The James Webb Space Telescope has discovered two of the earliest galaxies ever seen in the universe, and they are much brighter than expected, meaning astronomers are rethinking their beliefs about how the earliest stars formed.
“These observations just make your head explode,” said Paola Santini, one of the researchers, in a statement. “This is a whole new chapter in astronomy. It’s like an archaeological dig, when suddenly you find a lost city or something you didn’t know about. It’s just staggering.”
The two galaxies are thought to be billions of years old, from just 100 million years after the Big Bang. Webb is able to look back at some of the earliest galaxies, because it operates in the infrared range, meaning it can see galaxies that are redshifted.
Redshift happens when light from a distant galaxy is shifted to the red end of the spectrum because of the expansion of the universe. The stronger the shift, the more distant the galaxy. The light from some galaxies is shifted so far that it moves out of the visible light spectrum and into the infrared, where Webb can see it. Previous research had estimated that some galaxies Webb detected could have a redshift as high as 14, but the recent results are more accurate thanks to better calibration of the instruments and suggest a redshift for the two galaxies of 10.5 and 12.5, respectively.

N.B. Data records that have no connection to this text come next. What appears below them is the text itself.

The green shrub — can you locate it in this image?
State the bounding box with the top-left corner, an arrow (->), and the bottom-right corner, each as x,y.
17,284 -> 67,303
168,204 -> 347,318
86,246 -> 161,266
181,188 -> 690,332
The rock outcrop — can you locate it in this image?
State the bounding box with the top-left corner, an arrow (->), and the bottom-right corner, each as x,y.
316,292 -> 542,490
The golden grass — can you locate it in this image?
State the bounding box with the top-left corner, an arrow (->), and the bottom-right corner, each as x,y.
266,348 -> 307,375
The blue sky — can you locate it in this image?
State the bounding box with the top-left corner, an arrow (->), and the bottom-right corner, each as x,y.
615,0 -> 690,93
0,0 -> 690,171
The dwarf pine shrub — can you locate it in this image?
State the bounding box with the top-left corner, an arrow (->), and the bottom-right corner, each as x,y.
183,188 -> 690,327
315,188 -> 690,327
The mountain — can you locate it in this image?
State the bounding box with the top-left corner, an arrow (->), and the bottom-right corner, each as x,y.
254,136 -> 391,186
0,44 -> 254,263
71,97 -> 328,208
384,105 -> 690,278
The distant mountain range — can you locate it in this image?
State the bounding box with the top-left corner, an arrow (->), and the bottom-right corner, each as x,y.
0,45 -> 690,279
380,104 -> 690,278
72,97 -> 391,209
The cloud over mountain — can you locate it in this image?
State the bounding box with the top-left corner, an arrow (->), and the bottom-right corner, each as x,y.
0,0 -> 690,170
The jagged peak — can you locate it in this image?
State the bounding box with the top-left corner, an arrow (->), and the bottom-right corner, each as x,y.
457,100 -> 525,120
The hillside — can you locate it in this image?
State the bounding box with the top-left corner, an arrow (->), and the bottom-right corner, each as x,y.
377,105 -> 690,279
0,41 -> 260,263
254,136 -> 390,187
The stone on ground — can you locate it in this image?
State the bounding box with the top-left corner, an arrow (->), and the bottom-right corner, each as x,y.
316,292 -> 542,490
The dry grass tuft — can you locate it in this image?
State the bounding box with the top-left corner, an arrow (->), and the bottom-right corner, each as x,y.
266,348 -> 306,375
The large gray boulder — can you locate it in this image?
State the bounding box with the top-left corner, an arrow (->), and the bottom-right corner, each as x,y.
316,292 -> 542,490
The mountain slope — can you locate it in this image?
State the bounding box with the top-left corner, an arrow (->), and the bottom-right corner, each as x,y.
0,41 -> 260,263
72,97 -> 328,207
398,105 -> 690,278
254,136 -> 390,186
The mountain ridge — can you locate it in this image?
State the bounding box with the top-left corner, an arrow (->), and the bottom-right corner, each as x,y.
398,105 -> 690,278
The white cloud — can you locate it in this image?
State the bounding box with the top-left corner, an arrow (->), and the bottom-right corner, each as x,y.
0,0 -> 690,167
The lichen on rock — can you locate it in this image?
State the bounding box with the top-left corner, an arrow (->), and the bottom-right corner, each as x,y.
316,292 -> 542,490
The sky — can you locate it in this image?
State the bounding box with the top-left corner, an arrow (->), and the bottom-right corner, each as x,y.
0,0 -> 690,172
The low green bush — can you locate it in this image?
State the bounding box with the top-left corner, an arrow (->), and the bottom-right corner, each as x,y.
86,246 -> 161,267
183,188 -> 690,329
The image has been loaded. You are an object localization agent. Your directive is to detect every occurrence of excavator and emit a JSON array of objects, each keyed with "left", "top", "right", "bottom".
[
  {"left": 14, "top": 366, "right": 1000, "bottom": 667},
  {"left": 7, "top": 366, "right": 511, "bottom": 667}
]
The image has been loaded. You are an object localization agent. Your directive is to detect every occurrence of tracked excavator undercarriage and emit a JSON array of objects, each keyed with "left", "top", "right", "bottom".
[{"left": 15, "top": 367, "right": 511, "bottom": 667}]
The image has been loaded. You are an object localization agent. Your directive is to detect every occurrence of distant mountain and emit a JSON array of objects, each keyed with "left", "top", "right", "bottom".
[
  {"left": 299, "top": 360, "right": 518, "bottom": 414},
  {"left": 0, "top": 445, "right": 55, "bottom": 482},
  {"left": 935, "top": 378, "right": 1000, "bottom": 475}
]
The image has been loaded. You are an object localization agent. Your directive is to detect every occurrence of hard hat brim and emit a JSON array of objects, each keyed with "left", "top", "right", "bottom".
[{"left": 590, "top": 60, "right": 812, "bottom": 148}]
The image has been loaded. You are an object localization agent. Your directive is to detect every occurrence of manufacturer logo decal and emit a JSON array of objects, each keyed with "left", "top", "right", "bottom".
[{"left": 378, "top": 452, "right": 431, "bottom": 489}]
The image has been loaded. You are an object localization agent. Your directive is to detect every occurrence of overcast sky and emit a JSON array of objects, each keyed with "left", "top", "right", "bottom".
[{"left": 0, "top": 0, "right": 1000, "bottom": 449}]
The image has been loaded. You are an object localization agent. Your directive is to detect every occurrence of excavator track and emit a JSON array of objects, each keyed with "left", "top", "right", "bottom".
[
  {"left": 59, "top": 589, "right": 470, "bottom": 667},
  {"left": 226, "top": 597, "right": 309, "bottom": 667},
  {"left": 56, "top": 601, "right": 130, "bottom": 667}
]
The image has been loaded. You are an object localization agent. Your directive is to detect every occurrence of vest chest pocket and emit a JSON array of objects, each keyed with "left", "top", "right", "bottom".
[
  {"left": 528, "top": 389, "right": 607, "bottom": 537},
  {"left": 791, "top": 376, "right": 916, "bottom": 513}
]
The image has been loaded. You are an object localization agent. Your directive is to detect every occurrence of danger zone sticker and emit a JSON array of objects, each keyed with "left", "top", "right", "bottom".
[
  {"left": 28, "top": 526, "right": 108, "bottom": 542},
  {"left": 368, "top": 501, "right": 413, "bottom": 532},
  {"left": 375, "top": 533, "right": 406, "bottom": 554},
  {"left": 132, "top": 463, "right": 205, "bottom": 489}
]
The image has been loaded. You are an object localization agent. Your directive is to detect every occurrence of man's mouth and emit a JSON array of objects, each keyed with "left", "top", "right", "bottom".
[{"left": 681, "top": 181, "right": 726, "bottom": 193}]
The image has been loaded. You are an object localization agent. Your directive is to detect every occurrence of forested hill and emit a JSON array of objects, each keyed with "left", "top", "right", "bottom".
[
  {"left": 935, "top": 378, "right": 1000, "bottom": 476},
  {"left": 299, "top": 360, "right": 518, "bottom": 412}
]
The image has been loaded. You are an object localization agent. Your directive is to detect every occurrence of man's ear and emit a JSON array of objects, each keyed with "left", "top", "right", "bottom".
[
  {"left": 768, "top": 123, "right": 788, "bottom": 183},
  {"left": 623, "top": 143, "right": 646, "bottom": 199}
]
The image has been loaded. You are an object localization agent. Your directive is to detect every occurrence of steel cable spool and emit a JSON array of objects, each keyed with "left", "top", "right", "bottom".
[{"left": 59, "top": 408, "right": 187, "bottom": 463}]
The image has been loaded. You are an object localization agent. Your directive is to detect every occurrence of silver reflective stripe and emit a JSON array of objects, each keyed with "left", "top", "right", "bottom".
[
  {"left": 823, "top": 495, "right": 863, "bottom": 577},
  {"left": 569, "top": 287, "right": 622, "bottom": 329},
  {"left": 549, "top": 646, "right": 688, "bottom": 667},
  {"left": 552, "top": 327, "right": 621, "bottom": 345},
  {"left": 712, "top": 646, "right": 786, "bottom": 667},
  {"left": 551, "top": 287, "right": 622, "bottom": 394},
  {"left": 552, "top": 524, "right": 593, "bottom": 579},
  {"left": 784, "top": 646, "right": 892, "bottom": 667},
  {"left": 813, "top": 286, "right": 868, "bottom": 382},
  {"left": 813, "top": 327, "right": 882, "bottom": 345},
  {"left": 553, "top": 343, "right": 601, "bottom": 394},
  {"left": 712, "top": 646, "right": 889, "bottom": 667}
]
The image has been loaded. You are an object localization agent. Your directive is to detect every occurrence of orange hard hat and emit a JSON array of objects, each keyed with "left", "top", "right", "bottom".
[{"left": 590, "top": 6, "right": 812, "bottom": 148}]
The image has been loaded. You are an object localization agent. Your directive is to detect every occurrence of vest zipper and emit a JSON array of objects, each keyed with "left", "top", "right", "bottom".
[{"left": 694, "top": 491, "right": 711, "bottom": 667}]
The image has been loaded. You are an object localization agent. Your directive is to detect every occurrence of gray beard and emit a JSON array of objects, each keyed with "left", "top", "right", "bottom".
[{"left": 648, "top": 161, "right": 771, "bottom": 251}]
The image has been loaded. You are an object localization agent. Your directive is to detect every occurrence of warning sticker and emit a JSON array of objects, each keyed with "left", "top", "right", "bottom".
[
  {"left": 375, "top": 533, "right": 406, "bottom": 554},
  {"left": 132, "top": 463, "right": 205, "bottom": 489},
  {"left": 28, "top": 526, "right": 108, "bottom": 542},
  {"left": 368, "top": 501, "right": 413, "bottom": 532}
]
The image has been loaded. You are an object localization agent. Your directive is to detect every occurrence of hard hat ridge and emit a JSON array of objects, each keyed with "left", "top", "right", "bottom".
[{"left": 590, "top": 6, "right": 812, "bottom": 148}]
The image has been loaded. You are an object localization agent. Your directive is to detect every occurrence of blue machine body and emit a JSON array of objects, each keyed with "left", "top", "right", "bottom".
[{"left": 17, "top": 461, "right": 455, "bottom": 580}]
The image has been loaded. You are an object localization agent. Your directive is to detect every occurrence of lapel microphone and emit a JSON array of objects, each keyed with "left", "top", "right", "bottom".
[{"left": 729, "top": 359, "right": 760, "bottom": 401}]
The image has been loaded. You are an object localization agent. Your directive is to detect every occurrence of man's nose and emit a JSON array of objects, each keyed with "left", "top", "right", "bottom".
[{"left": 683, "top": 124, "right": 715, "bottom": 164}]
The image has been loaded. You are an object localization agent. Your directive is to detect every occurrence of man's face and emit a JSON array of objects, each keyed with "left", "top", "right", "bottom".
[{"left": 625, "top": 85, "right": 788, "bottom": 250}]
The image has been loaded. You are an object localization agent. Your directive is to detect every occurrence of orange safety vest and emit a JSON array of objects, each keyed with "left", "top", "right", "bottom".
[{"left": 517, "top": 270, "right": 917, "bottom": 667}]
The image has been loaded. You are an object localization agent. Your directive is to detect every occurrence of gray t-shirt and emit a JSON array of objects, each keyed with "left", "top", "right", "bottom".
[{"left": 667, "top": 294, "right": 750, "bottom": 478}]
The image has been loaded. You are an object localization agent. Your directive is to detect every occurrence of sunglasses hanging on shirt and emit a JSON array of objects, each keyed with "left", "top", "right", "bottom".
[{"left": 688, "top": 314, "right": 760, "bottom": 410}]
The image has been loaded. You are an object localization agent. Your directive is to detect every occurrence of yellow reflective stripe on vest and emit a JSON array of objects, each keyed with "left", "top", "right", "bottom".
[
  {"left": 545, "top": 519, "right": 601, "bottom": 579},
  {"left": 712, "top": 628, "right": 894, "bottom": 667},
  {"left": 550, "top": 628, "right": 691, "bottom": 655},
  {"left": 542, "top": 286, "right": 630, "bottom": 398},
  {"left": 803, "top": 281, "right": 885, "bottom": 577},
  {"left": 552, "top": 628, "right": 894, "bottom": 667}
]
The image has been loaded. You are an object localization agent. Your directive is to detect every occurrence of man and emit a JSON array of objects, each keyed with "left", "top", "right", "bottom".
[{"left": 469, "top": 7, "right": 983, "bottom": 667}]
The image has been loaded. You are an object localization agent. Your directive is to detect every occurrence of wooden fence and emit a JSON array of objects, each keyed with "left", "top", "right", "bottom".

Webb also takes advantage of a phenomenon called gravitational lensing, in which a massive object like a galaxy or galaxy cluster has so much mass that it warps space and acts like a magnifying glass, allowing researchers to see even more distant galaxies behind it.
The big surprise is that both of the galaxies observed are much brighter than researchers had thought they would be. They were also spotted very quickly, in the first few days of Webb observations, suggesting that early galaxies could be more numerous than previously thought.
“We’ve nailed something that is incredibly fascinating. These galaxies would have had to have started coming together maybe just 100 million years after the Big Bang. Nobody expected that the dark ages would have ended so early,” said another of the researchers, Garth Illingworth. “The primal Universe would have been just one hundredth of its current age. It’s a sliver of time in the 13.8-billion-year-old evolving cosmos.”
The researchers suggest that either the early galaxies could be much more massive than thought, with many more stars than expected, or that they could be less massive but with stars that shined very brightly and are quite different from the stars we see today. To learn more and to confirm the age of these universes, the researchers plan to perform more observations with Webb’s spectroscopy instruments.
“Everything we see is new. Webb is showing us that there’s a very rich universe beyond what we imagined,” said researcher Tommaso Treu. “Once again the universe has surprised us. These early galaxies are very unusual in many ways.”